Speaking about Texas’s planned method for tonight’s execution of Arturo Diaz, the man convicted of killing Michael Ryan Nichols in 1999 over a $100 debt to a stripper, spokesman Jason Clark, stated, “We have not changed our current execution protocol and have no immediate plans to do so.” Clark also assures us that this will not be an expired dose. So, are you holding out on us, Texas?
In August, Texas officials said they would run out the controversial drug this month after the maker of the drug stopped selling it to U.S. prisons as of 2012. Because we strap people to tables and put them to death with it. The company, Lunbeck, received an award for ethics for doing so.
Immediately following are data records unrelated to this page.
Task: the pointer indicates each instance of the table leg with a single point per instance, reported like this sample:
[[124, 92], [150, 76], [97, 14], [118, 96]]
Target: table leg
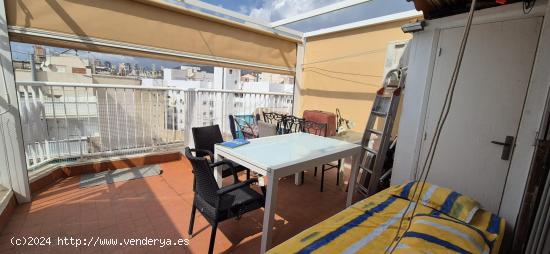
[[341, 171], [269, 213], [218, 171], [298, 178], [353, 178]]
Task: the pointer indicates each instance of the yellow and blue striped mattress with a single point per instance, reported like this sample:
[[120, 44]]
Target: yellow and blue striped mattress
[[370, 226]]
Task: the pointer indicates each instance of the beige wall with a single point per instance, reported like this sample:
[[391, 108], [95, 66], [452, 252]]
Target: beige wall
[[344, 70]]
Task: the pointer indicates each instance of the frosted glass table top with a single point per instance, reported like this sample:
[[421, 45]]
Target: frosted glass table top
[[279, 151]]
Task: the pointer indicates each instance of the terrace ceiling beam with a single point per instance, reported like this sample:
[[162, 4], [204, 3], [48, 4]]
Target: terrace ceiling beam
[[249, 21], [412, 14], [318, 12]]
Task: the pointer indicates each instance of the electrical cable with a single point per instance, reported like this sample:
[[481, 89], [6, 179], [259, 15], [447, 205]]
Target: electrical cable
[[528, 6], [439, 127]]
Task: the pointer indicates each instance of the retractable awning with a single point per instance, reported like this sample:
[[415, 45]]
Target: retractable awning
[[149, 28]]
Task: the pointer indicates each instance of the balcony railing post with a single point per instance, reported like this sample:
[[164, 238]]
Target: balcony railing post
[[80, 126], [191, 95]]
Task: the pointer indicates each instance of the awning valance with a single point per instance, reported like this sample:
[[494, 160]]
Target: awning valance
[[148, 28]]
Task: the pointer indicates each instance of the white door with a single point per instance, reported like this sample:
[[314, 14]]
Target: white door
[[487, 106]]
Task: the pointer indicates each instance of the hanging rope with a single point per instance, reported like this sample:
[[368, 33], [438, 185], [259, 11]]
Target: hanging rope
[[440, 123]]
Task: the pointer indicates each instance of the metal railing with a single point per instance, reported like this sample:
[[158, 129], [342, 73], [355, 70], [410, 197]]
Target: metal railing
[[75, 121]]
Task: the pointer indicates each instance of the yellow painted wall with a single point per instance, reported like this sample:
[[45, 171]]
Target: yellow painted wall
[[344, 70]]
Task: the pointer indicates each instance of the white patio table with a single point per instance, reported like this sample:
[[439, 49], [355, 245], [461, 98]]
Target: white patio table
[[284, 155]]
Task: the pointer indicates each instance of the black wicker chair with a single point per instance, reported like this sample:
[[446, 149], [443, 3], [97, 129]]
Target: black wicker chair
[[320, 129], [205, 138], [237, 124], [275, 118], [292, 124], [219, 204]]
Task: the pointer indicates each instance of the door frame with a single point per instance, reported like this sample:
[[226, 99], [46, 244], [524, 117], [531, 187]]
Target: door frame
[[423, 48]]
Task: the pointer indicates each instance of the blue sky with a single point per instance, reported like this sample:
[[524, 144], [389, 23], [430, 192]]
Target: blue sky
[[268, 10], [272, 10]]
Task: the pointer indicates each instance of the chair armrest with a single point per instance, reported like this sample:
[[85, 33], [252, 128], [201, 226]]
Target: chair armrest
[[239, 185], [223, 162], [210, 154], [231, 166]]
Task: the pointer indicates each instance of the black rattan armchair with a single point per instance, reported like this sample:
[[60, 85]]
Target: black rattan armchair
[[219, 204], [205, 138]]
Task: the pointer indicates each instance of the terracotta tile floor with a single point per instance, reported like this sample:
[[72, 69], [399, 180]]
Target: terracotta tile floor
[[159, 207]]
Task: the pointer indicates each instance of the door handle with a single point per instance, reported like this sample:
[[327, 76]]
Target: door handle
[[507, 146]]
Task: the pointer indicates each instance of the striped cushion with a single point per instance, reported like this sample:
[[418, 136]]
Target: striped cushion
[[429, 234], [442, 199]]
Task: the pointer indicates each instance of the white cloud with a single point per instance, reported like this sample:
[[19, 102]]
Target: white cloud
[[272, 10]]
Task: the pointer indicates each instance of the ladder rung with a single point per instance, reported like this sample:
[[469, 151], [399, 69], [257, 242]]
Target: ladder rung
[[366, 169], [370, 150], [378, 113], [375, 132]]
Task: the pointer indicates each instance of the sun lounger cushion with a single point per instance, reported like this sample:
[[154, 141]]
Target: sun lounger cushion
[[445, 200], [429, 234], [370, 226]]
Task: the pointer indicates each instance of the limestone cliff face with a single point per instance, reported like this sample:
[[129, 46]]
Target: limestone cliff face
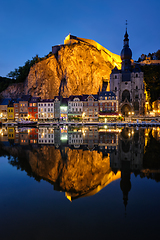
[[78, 68]]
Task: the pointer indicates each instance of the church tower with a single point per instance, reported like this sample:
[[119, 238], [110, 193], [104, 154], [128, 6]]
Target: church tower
[[127, 83]]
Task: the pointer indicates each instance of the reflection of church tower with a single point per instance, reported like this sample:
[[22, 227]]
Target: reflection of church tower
[[127, 83], [125, 183], [128, 158]]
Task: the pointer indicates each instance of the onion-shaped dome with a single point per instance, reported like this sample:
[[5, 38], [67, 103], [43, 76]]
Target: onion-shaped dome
[[126, 53]]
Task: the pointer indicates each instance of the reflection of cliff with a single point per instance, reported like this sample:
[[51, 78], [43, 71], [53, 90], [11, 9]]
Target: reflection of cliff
[[76, 172], [81, 172]]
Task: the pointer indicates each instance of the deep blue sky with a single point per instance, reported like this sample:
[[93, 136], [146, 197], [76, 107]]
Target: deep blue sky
[[30, 27]]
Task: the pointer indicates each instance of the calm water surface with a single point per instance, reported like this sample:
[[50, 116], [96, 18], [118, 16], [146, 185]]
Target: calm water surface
[[84, 183]]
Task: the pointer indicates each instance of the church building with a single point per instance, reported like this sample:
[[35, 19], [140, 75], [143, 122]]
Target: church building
[[127, 84]]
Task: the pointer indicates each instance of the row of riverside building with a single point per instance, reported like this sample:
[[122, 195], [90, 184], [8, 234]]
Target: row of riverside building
[[101, 106]]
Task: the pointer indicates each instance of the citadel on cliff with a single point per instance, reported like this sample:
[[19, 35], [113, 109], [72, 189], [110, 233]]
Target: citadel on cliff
[[78, 72]]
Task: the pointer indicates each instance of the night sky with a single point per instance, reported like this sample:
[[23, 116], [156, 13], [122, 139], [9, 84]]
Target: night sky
[[31, 27]]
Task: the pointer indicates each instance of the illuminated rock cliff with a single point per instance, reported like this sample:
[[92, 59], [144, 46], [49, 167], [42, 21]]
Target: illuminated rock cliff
[[79, 67]]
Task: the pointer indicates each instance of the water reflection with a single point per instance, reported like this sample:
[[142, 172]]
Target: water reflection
[[82, 161]]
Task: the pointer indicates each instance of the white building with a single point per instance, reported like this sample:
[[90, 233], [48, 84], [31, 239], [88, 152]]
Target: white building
[[127, 84], [46, 136], [46, 109], [75, 106]]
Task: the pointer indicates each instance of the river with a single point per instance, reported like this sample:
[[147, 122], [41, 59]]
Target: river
[[79, 183]]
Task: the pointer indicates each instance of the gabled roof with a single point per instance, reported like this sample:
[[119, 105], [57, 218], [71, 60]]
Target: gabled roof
[[46, 100], [72, 97], [5, 101], [26, 98], [107, 93], [64, 102], [85, 97], [137, 68], [115, 70], [35, 99]]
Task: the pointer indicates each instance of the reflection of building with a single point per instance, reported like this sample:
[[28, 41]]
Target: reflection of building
[[156, 107], [128, 157], [33, 135], [75, 138], [127, 83]]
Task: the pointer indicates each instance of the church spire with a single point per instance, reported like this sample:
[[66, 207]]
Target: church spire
[[126, 53]]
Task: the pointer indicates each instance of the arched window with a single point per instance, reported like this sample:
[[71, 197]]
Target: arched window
[[126, 95]]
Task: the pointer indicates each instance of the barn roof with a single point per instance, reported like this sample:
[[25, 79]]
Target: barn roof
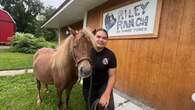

Reprieve spokesperson Maya Foa said at the time:
“Lundbeck’s action has changed the landscape of corporate social responsibility in the pharmaceutical industry. Many pharmaceutical companies lament the use of their medicines in executions – Lundbeck didn’t just lament it, they took active steps to prevent it. In short, they were true to the values of their profession, and this Award is testament to their efforts.”
This, after Hospira, the company that manufactured the former lethal injection drug of choice, sodium thiopental, were forced to halt distribution to U.S. prisons after they moved their operations from North Carolina to Italy. The Italian constitution bans capital punishment and barred the company from exporting the drug without proper monitoring.
This is also after pancuronium bromide, one of the three drugs used in previous lethal injection cocktails began to run dry, as shortages left our infallible justice system scrambling to seek new ways to administer death.
A psychologist testified during Arturo Diaz’s trial that he had “suffered head trauma as a result of being knocked unconscious during fights and having been in a car accident, all of which could impair his ability to control and regulate his judgment and perceive reality.”
The psychologist also testified that Diaz has a low-average intelligence, the verbal ability of an 11-year-old, and a history of anti-social behavior as a child, according to the account.
This will be Texas’s 13th execution this year, accounting for nearly half of the 27 executions in America.